As can be seen from Table 1, according to the floppy disk of the present specific example, even if the magnetic layer is a thin film having a thickness of 1 micron or less, the overwrite property is excellent and the durability is high. It can be seen that it is also possible to secure.

[0027]

As described above in detail, according to the present invention, a magnetic recording medium excellent in durability and overwrite characteristics can be obtained without causing a significant reduction in reproduction output.

Claims (3)

[Claims] 1. A magnetic recording medium comprising a conductive support and a magnetic layer comprising magnetic powder dispersed in a binder resin, wherein the magnetic layer has a thickness of 1 μm or less and an average particle diameter.
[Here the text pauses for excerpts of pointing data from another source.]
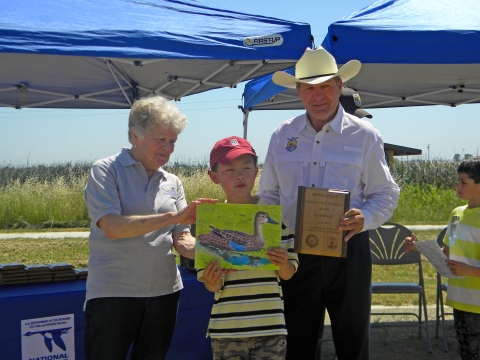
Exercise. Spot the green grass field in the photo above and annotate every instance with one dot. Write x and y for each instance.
(50, 198)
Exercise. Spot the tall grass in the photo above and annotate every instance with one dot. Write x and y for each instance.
(52, 196)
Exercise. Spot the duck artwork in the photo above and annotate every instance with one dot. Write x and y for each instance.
(229, 244)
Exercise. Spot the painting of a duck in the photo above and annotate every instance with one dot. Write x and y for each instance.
(224, 233)
(237, 240)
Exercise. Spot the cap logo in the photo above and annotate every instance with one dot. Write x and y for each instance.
(357, 100)
(291, 144)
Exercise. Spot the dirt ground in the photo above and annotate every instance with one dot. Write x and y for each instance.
(401, 343)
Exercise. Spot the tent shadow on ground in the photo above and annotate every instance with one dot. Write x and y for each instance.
(400, 343)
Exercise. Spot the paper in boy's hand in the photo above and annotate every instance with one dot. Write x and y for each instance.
(237, 235)
(436, 257)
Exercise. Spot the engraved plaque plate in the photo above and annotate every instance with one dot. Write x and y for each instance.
(318, 215)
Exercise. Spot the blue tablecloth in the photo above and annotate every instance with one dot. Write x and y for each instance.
(38, 300)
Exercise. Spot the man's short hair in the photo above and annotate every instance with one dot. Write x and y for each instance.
(471, 167)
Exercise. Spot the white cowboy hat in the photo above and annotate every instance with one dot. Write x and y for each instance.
(315, 67)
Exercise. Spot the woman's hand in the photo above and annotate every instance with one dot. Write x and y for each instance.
(409, 243)
(184, 243)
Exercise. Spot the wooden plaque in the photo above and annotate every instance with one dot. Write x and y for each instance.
(318, 216)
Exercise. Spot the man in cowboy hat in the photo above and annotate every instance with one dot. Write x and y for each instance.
(327, 147)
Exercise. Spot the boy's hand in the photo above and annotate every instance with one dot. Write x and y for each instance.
(408, 243)
(461, 269)
(213, 273)
(188, 214)
(279, 257)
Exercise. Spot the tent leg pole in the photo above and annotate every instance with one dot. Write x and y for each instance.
(245, 124)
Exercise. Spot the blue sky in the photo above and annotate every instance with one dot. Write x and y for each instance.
(43, 136)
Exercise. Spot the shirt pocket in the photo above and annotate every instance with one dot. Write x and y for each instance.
(343, 171)
(291, 172)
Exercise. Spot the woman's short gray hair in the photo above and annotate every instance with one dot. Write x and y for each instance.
(152, 111)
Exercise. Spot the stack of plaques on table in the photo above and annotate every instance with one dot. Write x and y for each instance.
(39, 273)
(82, 273)
(63, 271)
(13, 273)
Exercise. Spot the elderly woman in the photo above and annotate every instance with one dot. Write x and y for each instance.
(137, 211)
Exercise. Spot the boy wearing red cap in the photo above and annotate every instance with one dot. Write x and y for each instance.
(247, 320)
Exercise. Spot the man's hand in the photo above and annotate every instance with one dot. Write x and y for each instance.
(184, 243)
(409, 243)
(352, 221)
(461, 269)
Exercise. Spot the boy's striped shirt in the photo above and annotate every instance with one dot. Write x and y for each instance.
(463, 240)
(250, 303)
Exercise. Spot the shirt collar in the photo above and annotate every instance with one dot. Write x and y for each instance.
(335, 124)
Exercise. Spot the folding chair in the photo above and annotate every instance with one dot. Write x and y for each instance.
(440, 311)
(321, 339)
(386, 245)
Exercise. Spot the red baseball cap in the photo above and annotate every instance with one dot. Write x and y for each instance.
(228, 149)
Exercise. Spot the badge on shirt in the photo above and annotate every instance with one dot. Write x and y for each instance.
(169, 189)
(291, 144)
(453, 226)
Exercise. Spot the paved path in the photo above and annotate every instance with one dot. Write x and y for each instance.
(84, 234)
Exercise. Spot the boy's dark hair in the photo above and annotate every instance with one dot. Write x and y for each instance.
(255, 161)
(471, 167)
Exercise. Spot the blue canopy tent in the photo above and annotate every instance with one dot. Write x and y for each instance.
(106, 53)
(412, 52)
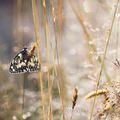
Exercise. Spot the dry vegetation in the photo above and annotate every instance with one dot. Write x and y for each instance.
(77, 44)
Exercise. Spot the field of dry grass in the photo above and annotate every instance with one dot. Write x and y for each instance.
(77, 46)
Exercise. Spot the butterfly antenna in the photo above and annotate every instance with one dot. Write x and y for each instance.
(23, 95)
(32, 49)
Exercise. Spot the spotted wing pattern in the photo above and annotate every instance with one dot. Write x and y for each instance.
(24, 63)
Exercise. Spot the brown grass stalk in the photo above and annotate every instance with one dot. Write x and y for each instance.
(104, 56)
(37, 40)
(57, 31)
(50, 116)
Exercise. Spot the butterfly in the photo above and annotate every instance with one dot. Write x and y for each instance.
(25, 61)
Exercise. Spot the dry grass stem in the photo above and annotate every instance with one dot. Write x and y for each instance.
(37, 38)
(102, 64)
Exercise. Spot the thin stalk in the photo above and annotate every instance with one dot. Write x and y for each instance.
(87, 35)
(37, 38)
(104, 56)
(58, 37)
(50, 116)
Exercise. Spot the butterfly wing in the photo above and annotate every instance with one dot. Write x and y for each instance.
(24, 63)
(33, 64)
(19, 63)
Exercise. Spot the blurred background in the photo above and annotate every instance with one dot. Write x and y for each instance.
(72, 44)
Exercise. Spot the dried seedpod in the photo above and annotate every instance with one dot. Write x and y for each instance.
(74, 97)
(111, 105)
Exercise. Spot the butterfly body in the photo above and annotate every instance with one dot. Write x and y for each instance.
(24, 61)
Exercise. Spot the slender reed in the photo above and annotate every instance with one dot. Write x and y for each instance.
(37, 38)
(50, 116)
(105, 52)
(57, 31)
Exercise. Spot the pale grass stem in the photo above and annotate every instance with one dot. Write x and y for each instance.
(50, 116)
(104, 55)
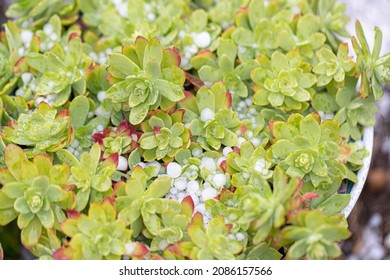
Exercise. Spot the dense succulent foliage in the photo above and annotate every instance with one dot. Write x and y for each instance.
(202, 129)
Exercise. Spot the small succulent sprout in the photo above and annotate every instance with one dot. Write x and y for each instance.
(374, 69)
(175, 221)
(212, 124)
(255, 32)
(211, 243)
(247, 164)
(84, 124)
(91, 177)
(121, 141)
(34, 192)
(314, 236)
(283, 81)
(140, 203)
(307, 149)
(48, 244)
(60, 72)
(164, 135)
(145, 77)
(96, 236)
(212, 69)
(349, 110)
(36, 13)
(332, 67)
(43, 130)
(265, 209)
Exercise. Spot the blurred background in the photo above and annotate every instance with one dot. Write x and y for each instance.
(370, 219)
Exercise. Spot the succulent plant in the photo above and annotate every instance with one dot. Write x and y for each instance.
(163, 136)
(263, 28)
(223, 67)
(266, 210)
(83, 125)
(248, 164)
(307, 149)
(211, 243)
(48, 244)
(196, 34)
(98, 235)
(92, 179)
(374, 70)
(144, 77)
(50, 34)
(34, 192)
(351, 111)
(122, 140)
(332, 67)
(43, 130)
(60, 72)
(312, 235)
(283, 81)
(182, 130)
(140, 203)
(211, 122)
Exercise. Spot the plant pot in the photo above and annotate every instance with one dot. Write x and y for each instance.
(355, 191)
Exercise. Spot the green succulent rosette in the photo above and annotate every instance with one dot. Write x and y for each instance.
(212, 68)
(91, 178)
(34, 192)
(163, 136)
(141, 205)
(211, 122)
(60, 73)
(211, 243)
(314, 236)
(310, 150)
(248, 164)
(96, 236)
(284, 81)
(145, 77)
(43, 130)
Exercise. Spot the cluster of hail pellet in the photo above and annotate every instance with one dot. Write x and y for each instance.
(325, 116)
(201, 41)
(188, 181)
(26, 37)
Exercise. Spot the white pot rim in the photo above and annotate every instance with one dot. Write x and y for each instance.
(368, 140)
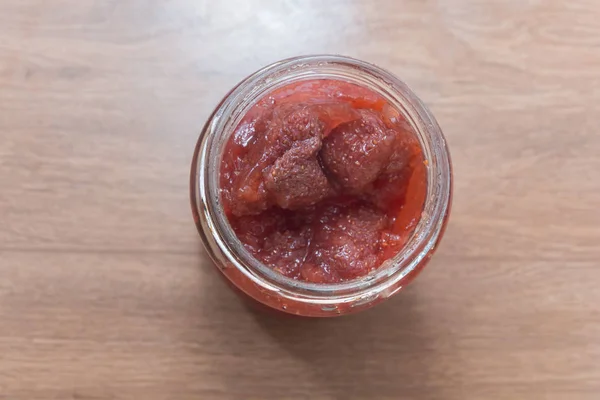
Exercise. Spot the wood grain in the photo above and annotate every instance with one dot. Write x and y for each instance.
(105, 292)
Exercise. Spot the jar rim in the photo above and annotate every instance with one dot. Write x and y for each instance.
(223, 245)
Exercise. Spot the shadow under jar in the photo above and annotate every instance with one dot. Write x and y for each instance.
(321, 185)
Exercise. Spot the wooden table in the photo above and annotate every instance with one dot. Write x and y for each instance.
(106, 293)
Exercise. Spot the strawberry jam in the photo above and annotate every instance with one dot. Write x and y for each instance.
(323, 181)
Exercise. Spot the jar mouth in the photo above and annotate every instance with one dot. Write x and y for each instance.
(221, 241)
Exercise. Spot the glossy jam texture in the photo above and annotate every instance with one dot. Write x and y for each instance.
(323, 181)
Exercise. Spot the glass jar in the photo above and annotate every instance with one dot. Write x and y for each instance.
(260, 282)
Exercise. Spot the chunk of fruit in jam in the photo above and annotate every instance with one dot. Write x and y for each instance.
(321, 182)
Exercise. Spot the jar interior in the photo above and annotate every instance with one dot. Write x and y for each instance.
(235, 106)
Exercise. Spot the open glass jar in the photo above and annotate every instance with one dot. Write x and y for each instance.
(262, 283)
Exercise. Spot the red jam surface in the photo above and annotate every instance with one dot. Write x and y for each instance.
(323, 181)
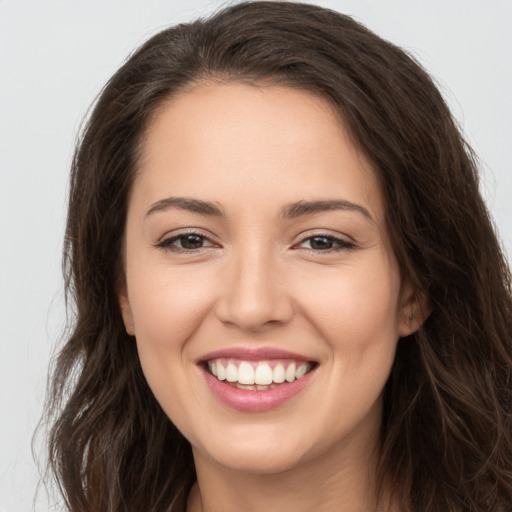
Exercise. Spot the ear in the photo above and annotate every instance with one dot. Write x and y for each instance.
(414, 310)
(126, 312)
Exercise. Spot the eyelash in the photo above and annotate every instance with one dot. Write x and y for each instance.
(339, 243)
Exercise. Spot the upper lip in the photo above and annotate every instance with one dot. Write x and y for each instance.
(253, 354)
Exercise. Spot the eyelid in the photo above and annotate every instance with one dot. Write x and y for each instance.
(166, 240)
(344, 242)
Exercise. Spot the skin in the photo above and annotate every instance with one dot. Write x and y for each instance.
(256, 280)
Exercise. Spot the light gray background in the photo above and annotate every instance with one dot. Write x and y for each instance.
(54, 58)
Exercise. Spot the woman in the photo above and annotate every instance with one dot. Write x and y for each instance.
(289, 295)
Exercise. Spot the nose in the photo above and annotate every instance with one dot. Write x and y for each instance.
(253, 294)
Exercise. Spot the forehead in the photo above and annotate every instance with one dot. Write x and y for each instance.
(241, 144)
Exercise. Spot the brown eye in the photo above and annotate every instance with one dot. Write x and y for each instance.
(191, 241)
(325, 243)
(321, 243)
(186, 242)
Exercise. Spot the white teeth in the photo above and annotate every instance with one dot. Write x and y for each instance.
(290, 372)
(221, 371)
(263, 375)
(231, 373)
(278, 375)
(245, 373)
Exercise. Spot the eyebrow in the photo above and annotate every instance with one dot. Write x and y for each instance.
(186, 203)
(301, 208)
(290, 211)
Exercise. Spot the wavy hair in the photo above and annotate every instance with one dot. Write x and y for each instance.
(446, 437)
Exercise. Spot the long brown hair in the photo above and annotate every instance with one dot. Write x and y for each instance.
(447, 424)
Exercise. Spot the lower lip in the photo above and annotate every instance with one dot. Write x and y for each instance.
(253, 400)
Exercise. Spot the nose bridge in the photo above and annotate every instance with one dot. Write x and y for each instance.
(254, 294)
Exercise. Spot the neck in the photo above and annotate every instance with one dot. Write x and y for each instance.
(344, 483)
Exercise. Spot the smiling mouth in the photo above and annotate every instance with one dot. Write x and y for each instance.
(258, 375)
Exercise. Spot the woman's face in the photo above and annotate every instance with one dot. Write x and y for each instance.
(256, 250)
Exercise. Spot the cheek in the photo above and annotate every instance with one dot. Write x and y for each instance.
(355, 307)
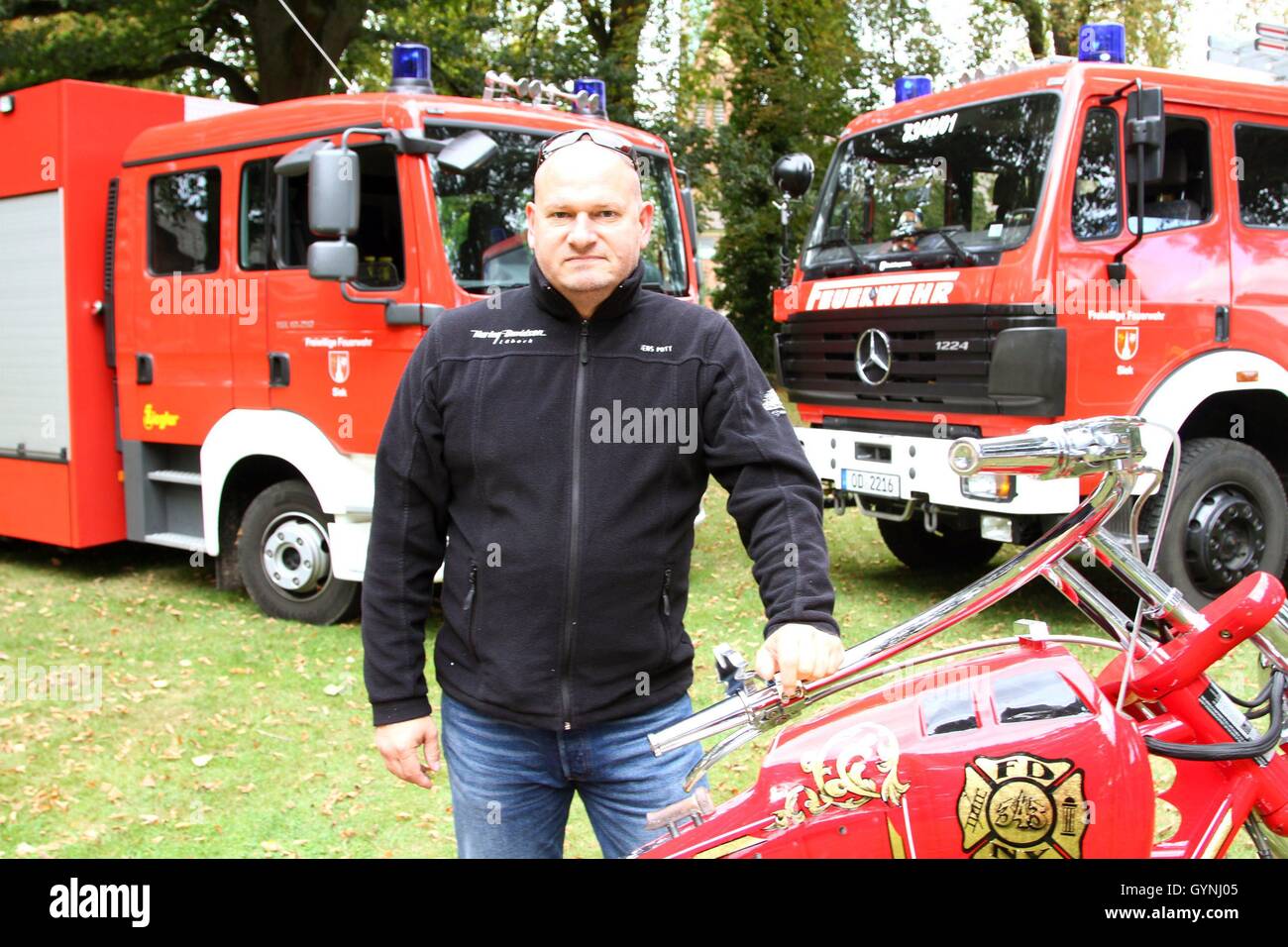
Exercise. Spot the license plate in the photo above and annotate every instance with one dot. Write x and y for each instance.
(870, 482)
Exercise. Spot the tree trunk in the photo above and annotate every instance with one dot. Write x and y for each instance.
(617, 40)
(290, 65)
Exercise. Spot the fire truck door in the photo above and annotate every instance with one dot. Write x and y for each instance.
(331, 360)
(189, 299)
(1177, 274)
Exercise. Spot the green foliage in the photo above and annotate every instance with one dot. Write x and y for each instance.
(206, 50)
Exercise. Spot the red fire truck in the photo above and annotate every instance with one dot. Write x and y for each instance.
(178, 365)
(1067, 240)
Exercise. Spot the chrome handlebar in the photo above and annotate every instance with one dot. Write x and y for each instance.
(1107, 445)
(1048, 451)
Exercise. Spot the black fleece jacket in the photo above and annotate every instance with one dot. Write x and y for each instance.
(559, 464)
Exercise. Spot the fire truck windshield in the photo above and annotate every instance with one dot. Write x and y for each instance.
(484, 228)
(948, 189)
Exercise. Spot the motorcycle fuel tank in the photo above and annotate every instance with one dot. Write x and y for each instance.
(1016, 754)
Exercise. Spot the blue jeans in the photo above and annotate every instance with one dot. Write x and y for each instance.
(511, 785)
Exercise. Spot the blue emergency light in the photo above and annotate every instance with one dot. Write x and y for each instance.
(1103, 43)
(592, 86)
(411, 64)
(911, 86)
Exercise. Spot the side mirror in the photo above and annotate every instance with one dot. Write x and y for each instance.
(334, 192)
(333, 260)
(793, 174)
(468, 151)
(691, 218)
(1145, 136)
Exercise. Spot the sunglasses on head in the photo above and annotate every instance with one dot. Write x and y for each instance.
(604, 140)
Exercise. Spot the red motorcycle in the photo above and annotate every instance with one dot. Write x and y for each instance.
(1019, 753)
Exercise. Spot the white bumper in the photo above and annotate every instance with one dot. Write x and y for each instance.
(915, 468)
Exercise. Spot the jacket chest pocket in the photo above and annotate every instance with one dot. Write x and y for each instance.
(472, 608)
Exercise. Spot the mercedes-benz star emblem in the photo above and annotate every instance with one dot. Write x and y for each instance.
(872, 357)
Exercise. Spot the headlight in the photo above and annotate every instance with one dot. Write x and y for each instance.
(996, 487)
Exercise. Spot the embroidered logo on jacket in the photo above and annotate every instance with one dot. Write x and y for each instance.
(507, 337)
(773, 403)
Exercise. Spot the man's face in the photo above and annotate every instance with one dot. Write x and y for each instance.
(589, 222)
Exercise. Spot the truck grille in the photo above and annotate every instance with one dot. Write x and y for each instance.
(936, 363)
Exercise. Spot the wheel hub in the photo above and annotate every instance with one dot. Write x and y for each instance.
(1225, 539)
(295, 554)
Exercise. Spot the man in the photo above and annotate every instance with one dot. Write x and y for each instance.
(571, 528)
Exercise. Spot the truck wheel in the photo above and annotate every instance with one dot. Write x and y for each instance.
(944, 549)
(284, 558)
(1229, 518)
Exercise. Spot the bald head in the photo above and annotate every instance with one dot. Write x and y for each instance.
(583, 161)
(588, 222)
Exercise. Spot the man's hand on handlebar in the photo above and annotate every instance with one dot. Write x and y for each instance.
(399, 742)
(799, 652)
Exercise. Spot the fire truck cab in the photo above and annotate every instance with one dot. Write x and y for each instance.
(187, 363)
(1059, 241)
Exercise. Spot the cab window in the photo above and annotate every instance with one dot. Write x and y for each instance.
(1184, 196)
(378, 237)
(183, 222)
(1263, 179)
(1095, 188)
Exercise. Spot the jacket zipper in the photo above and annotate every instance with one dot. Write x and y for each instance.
(469, 607)
(575, 549)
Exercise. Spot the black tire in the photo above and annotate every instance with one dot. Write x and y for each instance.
(943, 549)
(1229, 518)
(284, 558)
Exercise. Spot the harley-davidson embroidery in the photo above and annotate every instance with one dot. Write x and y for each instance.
(1021, 806)
(863, 755)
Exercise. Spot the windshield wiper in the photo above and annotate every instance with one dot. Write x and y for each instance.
(944, 234)
(859, 263)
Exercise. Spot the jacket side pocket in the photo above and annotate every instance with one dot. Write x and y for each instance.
(471, 608)
(665, 611)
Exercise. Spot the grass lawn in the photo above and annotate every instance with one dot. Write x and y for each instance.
(224, 733)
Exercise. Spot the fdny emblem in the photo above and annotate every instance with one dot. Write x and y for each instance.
(1021, 806)
(1126, 342)
(864, 767)
(338, 365)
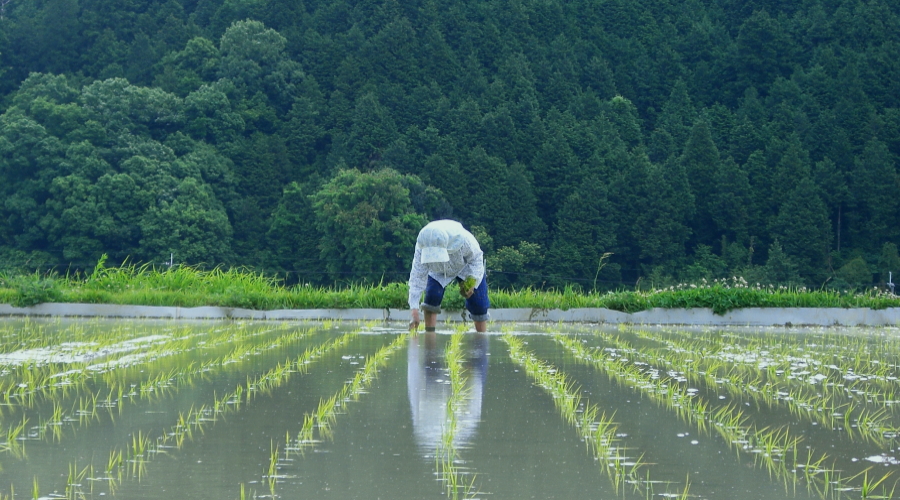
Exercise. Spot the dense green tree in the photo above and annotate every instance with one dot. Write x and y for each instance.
(584, 232)
(701, 121)
(294, 237)
(367, 224)
(802, 224)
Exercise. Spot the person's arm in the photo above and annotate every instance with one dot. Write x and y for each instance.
(417, 279)
(474, 261)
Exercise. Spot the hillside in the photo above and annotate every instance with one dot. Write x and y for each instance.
(688, 140)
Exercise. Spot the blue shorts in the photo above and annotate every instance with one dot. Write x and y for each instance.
(477, 305)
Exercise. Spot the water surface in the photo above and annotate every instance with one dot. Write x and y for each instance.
(156, 410)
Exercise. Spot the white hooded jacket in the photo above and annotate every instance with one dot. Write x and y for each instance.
(466, 258)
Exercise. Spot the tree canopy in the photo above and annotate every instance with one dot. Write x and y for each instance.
(705, 138)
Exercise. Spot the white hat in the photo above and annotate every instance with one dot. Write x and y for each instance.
(434, 242)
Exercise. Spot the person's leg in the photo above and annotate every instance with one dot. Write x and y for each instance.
(478, 305)
(434, 295)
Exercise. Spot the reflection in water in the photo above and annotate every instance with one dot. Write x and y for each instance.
(428, 383)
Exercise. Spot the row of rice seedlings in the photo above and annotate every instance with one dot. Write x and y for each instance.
(849, 359)
(446, 456)
(121, 388)
(325, 414)
(874, 426)
(142, 448)
(31, 334)
(806, 401)
(87, 406)
(597, 431)
(774, 449)
(32, 379)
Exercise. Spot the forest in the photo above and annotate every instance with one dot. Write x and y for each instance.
(592, 144)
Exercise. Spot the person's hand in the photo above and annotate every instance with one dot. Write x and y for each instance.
(414, 321)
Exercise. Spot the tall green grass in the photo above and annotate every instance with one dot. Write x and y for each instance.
(187, 286)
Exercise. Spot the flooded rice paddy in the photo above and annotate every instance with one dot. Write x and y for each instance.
(219, 410)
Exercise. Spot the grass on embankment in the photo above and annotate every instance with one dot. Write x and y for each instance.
(191, 287)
A magnetic recording medium characterized in that 3 to 10 parts by weight of porous carbon particles having a particle size of 20 to 40 nm are added to the binder resin. 2. The support according to claim 1, is 10 ⁶ ~ 10 ⁸ Ω
A magnetic recording medium characterized by being / □. 3. The magnetic powder according to claim 1 has an average particle size of 0.
A magnetic recording medium characterized by being hexagonal ferrite magnetic powder in the range of 01 to 0.1 micron.